Zenker's fruit bat or Tear-drop bat (Scotonycteris zenkeri) is a species of megabat in the family Pteropodidae. Its natural habitats are tropical and subtropical moist broadleaf forests and swamps.

==Description==
This very small fruit bat is distinguished by having pale-coloured lips and three white patches on the head, one on the forehead and one behind each eye. The fur is soft, dense and fluffy; the dorsal pelage is medium-brown to rusty brown, the flanks are medium to greyish-brown and the chest and belly are whitish to pale grey, with scantier, stiffer hairs. The wing membranes are brown or greenish-brown and there is no discernable tail.

==Distribution and habitat==
This fruit bat is endemic to tropical West and Central Africa. Its range includes Guinea, Liberia, Ivory Coast, Ghana, Nigeria, Cameroon, Bioko Island, Equatorial Guinea, the Republic of the Congo and the Democratic Republic of the Congo. However, its range is not continuous throughout these countries, as it is only known from certain widely separated locations, especially in the Congo Basin.

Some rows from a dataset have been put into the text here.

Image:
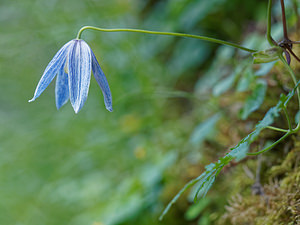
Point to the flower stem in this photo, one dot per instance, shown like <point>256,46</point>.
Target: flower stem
<point>269,24</point>
<point>272,145</point>
<point>287,118</point>
<point>277,129</point>
<point>287,66</point>
<point>285,34</point>
<point>166,33</point>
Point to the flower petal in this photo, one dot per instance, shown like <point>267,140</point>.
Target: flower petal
<point>79,68</point>
<point>102,81</point>
<point>61,87</point>
<point>51,70</point>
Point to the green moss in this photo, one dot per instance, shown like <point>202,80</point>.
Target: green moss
<point>280,202</point>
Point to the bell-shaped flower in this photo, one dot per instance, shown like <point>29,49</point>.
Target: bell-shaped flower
<point>73,64</point>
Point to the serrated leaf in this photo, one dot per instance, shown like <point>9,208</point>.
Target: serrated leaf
<point>255,100</point>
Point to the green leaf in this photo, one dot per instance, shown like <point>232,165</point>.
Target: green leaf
<point>194,210</point>
<point>264,69</point>
<point>245,81</point>
<point>207,178</point>
<point>267,55</point>
<point>255,100</point>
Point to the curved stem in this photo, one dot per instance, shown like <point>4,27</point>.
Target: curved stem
<point>285,34</point>
<point>277,129</point>
<point>272,145</point>
<point>166,33</point>
<point>269,24</point>
<point>292,75</point>
<point>287,118</point>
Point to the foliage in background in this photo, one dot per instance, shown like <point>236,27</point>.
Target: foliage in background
<point>169,94</point>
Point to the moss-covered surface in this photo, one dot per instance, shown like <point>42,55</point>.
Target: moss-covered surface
<point>279,201</point>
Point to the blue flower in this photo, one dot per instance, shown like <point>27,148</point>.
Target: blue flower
<point>73,64</point>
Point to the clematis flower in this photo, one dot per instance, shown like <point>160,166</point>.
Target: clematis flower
<point>73,64</point>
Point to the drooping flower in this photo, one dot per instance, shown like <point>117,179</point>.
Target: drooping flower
<point>73,64</point>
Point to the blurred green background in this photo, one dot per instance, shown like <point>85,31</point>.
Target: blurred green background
<point>102,168</point>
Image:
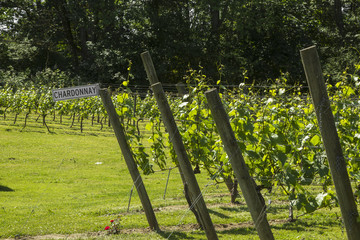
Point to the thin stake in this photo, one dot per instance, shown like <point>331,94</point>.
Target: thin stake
<point>167,181</point>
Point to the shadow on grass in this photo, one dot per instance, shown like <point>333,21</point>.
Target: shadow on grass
<point>239,231</point>
<point>6,189</point>
<point>174,235</point>
<point>218,214</point>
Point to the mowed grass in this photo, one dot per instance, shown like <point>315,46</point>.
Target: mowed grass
<point>67,183</point>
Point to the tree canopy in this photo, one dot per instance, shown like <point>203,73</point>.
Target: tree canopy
<point>100,40</point>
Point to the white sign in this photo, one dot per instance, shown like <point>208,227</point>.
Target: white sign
<point>75,92</point>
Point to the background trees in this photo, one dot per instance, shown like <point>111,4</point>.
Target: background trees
<point>94,40</point>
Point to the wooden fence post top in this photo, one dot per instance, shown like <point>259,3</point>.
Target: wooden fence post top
<point>149,67</point>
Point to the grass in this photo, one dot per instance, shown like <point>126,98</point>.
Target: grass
<point>73,184</point>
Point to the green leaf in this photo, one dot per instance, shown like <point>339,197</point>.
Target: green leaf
<point>315,140</point>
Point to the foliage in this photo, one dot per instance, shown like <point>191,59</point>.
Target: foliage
<point>276,129</point>
<point>94,40</point>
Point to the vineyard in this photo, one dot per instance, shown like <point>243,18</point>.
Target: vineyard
<point>275,125</point>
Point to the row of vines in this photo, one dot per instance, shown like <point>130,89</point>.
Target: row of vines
<point>275,126</point>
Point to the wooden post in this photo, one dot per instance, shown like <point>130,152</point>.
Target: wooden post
<point>126,151</point>
<point>326,122</point>
<point>257,209</point>
<point>176,139</point>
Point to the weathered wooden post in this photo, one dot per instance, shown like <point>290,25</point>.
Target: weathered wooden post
<point>181,89</point>
<point>126,151</point>
<point>176,139</point>
<point>257,209</point>
<point>326,122</point>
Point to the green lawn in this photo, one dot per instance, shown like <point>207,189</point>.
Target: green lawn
<point>73,184</point>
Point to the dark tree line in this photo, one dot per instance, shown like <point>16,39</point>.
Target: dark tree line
<point>95,40</point>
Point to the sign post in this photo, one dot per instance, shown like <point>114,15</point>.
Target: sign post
<point>94,90</point>
<point>75,92</point>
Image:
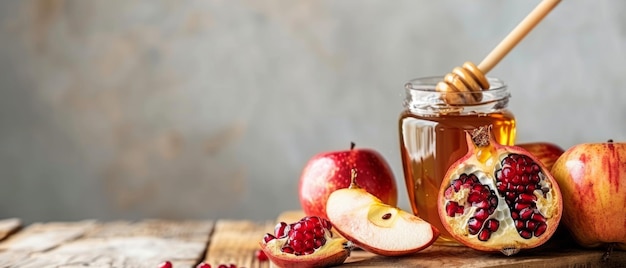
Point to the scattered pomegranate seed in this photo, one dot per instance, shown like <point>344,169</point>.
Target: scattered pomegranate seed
<point>260,255</point>
<point>203,265</point>
<point>165,264</point>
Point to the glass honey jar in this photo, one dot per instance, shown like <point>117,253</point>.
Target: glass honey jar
<point>433,136</point>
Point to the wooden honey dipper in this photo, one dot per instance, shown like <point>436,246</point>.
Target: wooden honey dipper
<point>471,78</point>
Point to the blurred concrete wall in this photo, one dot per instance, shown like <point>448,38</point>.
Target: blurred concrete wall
<point>210,109</point>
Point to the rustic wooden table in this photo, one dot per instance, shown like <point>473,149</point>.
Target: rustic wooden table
<point>147,243</point>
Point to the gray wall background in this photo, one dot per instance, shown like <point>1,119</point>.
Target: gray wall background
<point>210,109</point>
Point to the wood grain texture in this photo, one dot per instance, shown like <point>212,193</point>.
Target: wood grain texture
<point>235,242</point>
<point>560,251</point>
<point>8,226</point>
<point>115,244</point>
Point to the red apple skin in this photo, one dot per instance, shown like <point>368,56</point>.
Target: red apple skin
<point>592,178</point>
<point>547,153</point>
<point>329,171</point>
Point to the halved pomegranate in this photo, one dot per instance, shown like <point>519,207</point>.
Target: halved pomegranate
<point>308,242</point>
<point>499,198</point>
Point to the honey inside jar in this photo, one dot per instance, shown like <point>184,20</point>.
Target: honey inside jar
<point>433,137</point>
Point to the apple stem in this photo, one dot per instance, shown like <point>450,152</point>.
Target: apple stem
<point>353,184</point>
<point>607,254</point>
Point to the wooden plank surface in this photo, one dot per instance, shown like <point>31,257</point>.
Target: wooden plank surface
<point>236,242</point>
<point>115,244</point>
<point>9,226</point>
<point>186,243</point>
<point>559,252</point>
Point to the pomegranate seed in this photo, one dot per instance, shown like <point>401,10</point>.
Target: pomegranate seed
<point>541,228</point>
<point>203,265</point>
<point>538,217</point>
<point>525,234</point>
<point>526,213</point>
<point>287,249</point>
<point>260,255</point>
<point>474,198</point>
<point>268,237</point>
<point>165,264</point>
<point>527,198</point>
<point>520,206</point>
<point>481,214</point>
<point>474,225</point>
<point>493,200</point>
<point>492,225</point>
<point>319,231</point>
<point>281,230</point>
<point>484,235</point>
<point>482,204</point>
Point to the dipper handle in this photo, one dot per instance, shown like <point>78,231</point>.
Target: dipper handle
<point>515,36</point>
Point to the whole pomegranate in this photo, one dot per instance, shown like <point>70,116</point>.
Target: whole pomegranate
<point>592,177</point>
<point>499,198</point>
<point>308,242</point>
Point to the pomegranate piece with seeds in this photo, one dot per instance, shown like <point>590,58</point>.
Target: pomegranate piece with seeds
<point>499,198</point>
<point>308,242</point>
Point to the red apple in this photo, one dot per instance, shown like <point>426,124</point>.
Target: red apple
<point>328,171</point>
<point>379,228</point>
<point>592,178</point>
<point>547,153</point>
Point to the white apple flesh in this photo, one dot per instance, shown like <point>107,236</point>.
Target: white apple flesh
<point>377,227</point>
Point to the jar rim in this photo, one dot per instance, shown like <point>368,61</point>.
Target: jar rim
<point>429,83</point>
<point>422,97</point>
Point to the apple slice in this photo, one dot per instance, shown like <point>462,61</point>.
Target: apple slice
<point>375,226</point>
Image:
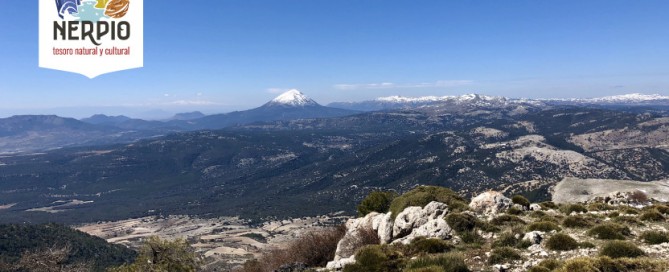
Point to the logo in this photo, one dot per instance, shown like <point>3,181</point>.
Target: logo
<point>114,9</point>
<point>91,37</point>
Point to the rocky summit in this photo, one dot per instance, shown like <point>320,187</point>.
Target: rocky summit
<point>494,232</point>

In general, it is known from all the locations where Pohle's fruit bat (Casinycteris ophiodon) occurs, and some additional ones.

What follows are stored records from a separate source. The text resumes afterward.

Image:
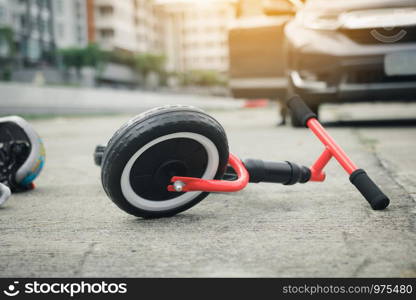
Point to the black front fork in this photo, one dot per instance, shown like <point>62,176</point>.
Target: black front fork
<point>286,173</point>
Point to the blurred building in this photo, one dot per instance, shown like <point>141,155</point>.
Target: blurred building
<point>70,23</point>
<point>129,25</point>
<point>31,22</point>
<point>195,34</point>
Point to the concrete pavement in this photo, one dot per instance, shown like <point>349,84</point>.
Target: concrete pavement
<point>68,227</point>
<point>32,100</point>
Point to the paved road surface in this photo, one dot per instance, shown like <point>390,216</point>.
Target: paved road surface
<point>31,100</point>
<point>68,227</point>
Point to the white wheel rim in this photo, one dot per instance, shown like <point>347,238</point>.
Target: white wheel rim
<point>150,205</point>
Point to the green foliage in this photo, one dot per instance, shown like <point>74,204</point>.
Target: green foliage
<point>93,56</point>
<point>202,78</point>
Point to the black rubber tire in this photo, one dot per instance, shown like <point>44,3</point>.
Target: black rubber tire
<point>290,93</point>
<point>147,127</point>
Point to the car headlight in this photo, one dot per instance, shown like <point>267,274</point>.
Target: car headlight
<point>318,21</point>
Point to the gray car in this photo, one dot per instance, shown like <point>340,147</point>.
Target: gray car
<point>349,51</point>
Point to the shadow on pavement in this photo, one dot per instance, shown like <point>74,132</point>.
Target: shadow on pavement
<point>373,123</point>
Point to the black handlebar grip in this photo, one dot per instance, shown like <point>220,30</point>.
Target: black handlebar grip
<point>300,110</point>
<point>377,199</point>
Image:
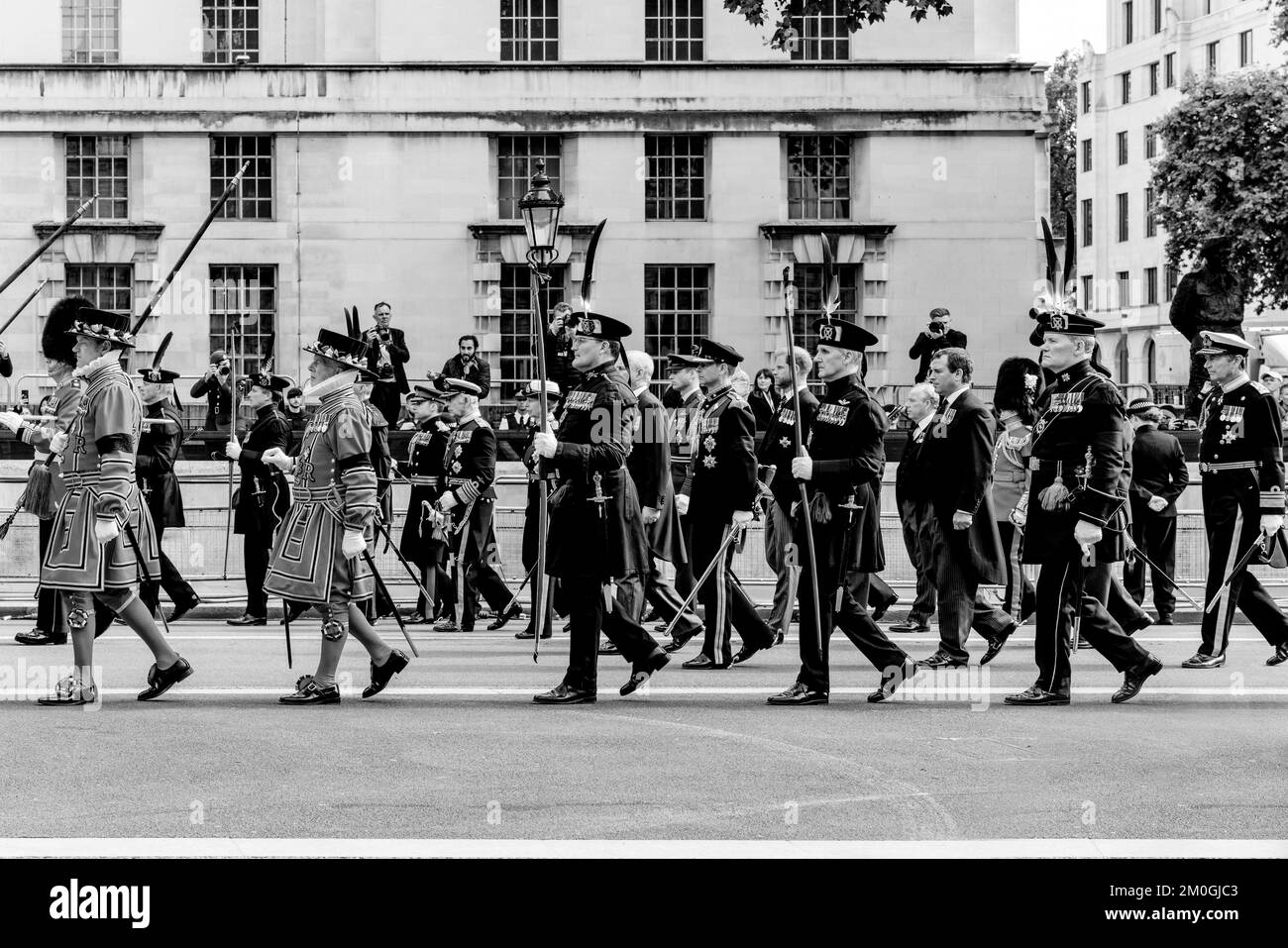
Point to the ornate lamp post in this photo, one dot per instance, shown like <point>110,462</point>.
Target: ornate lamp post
<point>541,207</point>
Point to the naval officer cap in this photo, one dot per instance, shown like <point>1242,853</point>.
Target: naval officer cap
<point>1224,344</point>
<point>842,335</point>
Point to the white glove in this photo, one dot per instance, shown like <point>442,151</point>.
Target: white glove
<point>803,468</point>
<point>353,544</point>
<point>1087,533</point>
<point>544,445</point>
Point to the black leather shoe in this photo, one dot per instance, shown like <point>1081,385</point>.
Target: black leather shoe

Suitable habitat for this bat includes both primary and secondary lowland rainforest, mangrove forests, forest fringes, clearings and gardens. It sometimes occurs in forest-savanna mosaic zones but avoids large clear-felled areas. It is mostly found at altitudes below 800 m but also occurs up to 1100 m on the Western High Plateau of Cameroon. In the Congo Basin, it is often found in degraded secondary growth forest where the understorey is dominated by Haumania liebrechtsiana.

==Ecology==
This species is locally rare or very rare. When catching bats with mist nets in Taï National Park in Ivory Coast, only about 3.6% of the bats caught were this species, putting it sixth among the eight species caught. It seems to have two peaks of activity, between 21.00 and 23.00 hours, and again between 02.00 and 04.30 hours, whereas Pohle's fruit bat is active in the intervening period. The diet is not precisely known. It seems to forage in both the canopy and the understorey zone. Near Mount Richard-Molard, on the Guinea / Ivory Coast border, it is known to consume the fruits of Solanum torvum and Solanum erianthum during July to September.